Graphic design students to showcase art in Visie Van Amsterdam 5 exhibit in Grand Center
In the Netherlands, a bus ticket is not just a bus ticket. Like many other everyday objects in the country, it’s also a thoughtful work of design.
On Friday, nine graphic design students will showcase what they learned abroad at the opening of the Visie Van Amsterdam 5 exhibit at the Kranzberg Gallery Suite 300 (3526 Washington Ave, Suite 300, 63103) in the Grand Center Arts District. The opening reception will take place from 6 to 9 p.m., and the exhibit will run until Oct. 5.
McKnight teaches a graphic design class in Amsterdam every other summer, and this marked the fifth year that her class traveled to the Dutch capital. After each trip, her students create and display design inspired by their experiences.
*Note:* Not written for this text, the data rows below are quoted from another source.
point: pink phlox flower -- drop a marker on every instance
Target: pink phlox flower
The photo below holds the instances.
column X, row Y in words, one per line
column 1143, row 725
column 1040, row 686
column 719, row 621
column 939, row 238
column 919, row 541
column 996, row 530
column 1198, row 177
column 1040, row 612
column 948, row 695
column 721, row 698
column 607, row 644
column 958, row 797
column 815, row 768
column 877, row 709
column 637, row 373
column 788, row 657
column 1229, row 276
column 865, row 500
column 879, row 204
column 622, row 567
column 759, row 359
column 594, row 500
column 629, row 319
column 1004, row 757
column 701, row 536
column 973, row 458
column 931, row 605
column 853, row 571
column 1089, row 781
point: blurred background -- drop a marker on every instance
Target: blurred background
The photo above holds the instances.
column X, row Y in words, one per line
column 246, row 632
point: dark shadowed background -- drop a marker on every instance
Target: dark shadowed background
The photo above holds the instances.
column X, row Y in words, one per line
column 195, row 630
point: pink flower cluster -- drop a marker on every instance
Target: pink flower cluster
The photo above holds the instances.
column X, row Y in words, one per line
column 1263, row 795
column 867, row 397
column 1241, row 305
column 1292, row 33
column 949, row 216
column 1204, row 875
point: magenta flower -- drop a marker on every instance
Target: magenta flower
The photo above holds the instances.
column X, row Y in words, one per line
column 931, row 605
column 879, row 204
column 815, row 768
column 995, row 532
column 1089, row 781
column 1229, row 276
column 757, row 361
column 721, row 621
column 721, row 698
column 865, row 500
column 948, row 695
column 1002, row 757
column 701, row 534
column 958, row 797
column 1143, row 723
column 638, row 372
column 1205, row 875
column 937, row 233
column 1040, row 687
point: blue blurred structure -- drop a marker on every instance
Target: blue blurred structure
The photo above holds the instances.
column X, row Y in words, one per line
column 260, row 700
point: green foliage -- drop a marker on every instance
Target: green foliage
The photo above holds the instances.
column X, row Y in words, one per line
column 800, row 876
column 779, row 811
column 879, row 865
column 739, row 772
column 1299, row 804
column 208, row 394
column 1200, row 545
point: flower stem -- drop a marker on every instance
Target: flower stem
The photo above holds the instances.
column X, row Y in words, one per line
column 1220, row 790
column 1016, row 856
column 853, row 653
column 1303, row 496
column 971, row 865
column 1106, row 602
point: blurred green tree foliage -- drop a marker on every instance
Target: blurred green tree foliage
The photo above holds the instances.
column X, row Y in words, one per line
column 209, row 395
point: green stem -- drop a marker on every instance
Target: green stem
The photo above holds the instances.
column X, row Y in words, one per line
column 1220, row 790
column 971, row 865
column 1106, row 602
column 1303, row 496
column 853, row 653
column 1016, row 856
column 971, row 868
This year’s exhibit will include digital posters, silkscreen posters, a video piece and an audio piece from students.
They don’t get to have all the fun, though. McKnight also produced two posters for the exhibit, demonstrating what she experienced.
“For this one project, I let them challenge me,” McKnight said. “I had to learn with them and do the project with them.”
Amsterdam is the perfect place for young graphic designers to learn something new. McKnight said the city – and the Netherlands in general – honors visual communication everywhere.
For two weeks, the students were immersed in a culture preoccupied with design. They visited Dutch institutions such as the renowned Rijksmuseum and design studios specializing in a range of artforms from silkscreen to animation.
Inspiration also proved to be abundant in the city streets, from bold posters on neighborhood walls to seemingly more mundane items.
“If you walk through a Dutch city, you buy a ticket that’s carefully designed for a bus that’s carefully designed,” McKnight said. “Everything is designed for efficiency and pleasure to make your experience as rich as possible.”
Senior Leah Gornet was struck by the cobblestone streets and how people moved around the city. Gornet said the class traveled mostly by foot, bike or tram during the trip – something unthinkable in St. Louis.
For Concepcion Salazar, the experience studying in a bustling, diverse city reignited her passion for graphic design.
“The experience as a whole was life changing,” Salazar said. “This is the start of my sixth year at UMSL, and for the past three years, it is like I have been dormant creatively.”
The students’ artwork was informed by a number of things they encountered. McKnight said students were particularly taken with the cycling culture in Amsterdam. Salazar was inspired by bicycles and the ubiquitous Dutch tulips, including both on one of her posters.
Gornet leaned on a visit to the Eye Filmmuseum, a film history museum, for her work. She said it was amazing to see how different artists, from the silent-film era to modern Disney films, worked and told their stories.
Senior Tori Gildehaus incorporated the Amsterdam city flag, which features three iconic X’s on a red and black field, into her work.
“People had spray painted the X’s in the street, and it was incorporated into a lot of the infrastructure,” Gildehaus said. “I was inspired by that and how people had so much pride in the city.”
Overall, the students are excited to present their work publicly.
“This is something new to me,” Salazar said. “I’ve had small pieces displayed for art showings at the UMSL Fine Arts Building but never for something so grand and public as the Kranzberg.”
The exhibit will be held in the Kranzberg Suite 300 Gallery located at 3526 Washington Ave. Admission is free.
The students participating in the exhibit are: Andrew Clark, Jack Cradic, Matt Dickerman (alumnus), Tori Gildehaus, Leah Gornet, Aaron Haller, Mariah Lauer, Carrie Lembke and Concepcion Salazar.